The only point I'd like to make on these reports is I see loads of these reports flying around, and you lose the will to live 20 or 30 pages in because people don't understand what they're looking at. And I think we really do need to make sure that this is in speak that people can understand easily who are not involved in the sector. I think we very easily get involved in putting words in that people don't understand. 

Okay. Thanks for that. I'm afraid we've got seven minutes remaining, so we will have to have brief questions and answers from here on. Mark. 

How would placing the appointment of town and community clerks on the same legal footing as that for local authority chief executives impact on the sector?
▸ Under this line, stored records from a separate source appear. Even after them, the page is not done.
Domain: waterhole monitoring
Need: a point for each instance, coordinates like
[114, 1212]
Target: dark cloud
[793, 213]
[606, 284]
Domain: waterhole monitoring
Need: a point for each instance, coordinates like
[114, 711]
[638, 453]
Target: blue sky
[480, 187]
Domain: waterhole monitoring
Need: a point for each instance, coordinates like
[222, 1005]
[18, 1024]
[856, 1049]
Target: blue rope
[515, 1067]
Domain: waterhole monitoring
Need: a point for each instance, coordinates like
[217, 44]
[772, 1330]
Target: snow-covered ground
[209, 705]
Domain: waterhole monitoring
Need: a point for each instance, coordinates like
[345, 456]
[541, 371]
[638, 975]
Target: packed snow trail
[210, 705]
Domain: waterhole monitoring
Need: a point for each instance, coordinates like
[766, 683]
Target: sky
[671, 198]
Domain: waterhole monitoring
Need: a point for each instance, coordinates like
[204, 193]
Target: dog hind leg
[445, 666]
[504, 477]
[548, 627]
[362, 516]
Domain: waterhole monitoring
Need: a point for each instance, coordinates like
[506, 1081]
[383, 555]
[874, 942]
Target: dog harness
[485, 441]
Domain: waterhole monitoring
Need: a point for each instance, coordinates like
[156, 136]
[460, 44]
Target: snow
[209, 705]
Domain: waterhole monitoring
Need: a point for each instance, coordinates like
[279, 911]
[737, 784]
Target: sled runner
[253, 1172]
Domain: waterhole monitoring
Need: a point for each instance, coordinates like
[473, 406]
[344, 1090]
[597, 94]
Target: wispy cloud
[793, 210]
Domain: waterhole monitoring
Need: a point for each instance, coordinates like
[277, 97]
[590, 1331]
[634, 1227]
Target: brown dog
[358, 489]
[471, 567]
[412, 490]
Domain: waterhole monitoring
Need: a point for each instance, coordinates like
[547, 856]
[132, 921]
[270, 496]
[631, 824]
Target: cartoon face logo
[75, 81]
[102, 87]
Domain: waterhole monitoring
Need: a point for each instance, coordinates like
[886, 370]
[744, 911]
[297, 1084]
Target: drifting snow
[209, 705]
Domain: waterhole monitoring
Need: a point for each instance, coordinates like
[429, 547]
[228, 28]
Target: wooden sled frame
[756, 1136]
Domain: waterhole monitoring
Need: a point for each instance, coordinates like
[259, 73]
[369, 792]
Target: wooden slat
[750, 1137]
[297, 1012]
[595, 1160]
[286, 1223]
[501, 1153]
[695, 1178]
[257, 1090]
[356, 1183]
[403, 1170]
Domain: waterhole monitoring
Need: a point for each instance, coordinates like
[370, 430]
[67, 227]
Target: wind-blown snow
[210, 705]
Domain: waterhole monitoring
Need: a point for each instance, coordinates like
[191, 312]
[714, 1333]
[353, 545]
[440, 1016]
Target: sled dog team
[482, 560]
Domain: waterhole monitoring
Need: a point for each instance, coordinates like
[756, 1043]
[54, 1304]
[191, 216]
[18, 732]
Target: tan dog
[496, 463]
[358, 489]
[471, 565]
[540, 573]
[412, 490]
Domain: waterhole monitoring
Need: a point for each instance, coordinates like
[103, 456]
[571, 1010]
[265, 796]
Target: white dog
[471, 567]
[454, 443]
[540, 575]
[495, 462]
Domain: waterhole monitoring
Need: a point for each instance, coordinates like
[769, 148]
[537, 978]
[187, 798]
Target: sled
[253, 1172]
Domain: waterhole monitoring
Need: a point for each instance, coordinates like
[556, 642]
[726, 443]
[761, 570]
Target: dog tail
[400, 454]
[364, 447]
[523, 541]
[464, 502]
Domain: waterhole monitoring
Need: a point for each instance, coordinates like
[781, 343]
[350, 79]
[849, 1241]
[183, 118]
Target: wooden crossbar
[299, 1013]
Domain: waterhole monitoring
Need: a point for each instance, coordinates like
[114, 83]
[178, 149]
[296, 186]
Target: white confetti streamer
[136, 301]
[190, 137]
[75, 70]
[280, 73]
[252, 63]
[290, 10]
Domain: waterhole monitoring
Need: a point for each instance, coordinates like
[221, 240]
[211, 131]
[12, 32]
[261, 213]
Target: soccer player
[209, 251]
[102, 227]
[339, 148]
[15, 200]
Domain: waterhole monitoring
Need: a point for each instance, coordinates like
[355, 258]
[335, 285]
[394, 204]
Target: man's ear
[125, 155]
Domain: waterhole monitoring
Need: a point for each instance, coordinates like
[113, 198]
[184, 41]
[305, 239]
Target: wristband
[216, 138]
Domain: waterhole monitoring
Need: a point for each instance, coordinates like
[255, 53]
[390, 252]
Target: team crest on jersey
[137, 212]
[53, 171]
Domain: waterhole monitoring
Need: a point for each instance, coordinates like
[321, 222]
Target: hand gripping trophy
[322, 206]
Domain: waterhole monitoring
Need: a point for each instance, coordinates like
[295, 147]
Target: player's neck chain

I think it's a positive measure if they did that, Mark, primarily because there's no reference to the appointment of a clerk at the moment in law. The 1972 Act says you must appoint the proper officer for doing certain things, and then, conversely, also talks about a responsible financial officer as well, under section 151 of the Act. I just think, looking at the point where we are, where you're now legislating for local authorities to say they must appoint a chief executive, I think that having that demarcation to recognise the difference in roles, at different levels, is important for members of the public to understand. There are a number of councils at the moment, at town and community council level, that may call their primary officer a 'chief executive'. And, I think, if that's allowed to continue, then there's going to be obviously confusion about the roles and differences at town and community council level compared to what happens at a principal authority level. And I just think putting it in legislation now, appointing the clerk to the council, gives it the necessary legal footing to help stabilise and promote the profession going forward.

Agree, absolutely. 

What are your views on extending the duties of leaders of political groups in relation to standards of conduct to community councils, noting that community councils themselves are technically apolitical bodies?

That's exactly what we put in our response. They are technically apolitical bodies, but, I think, as I said, the sector is evolving, it's changing; it has become more political. We see, as an advisory body, political groups within town councils, within larger community councils, and we have to advise accordingly. So, I think this is a good measure.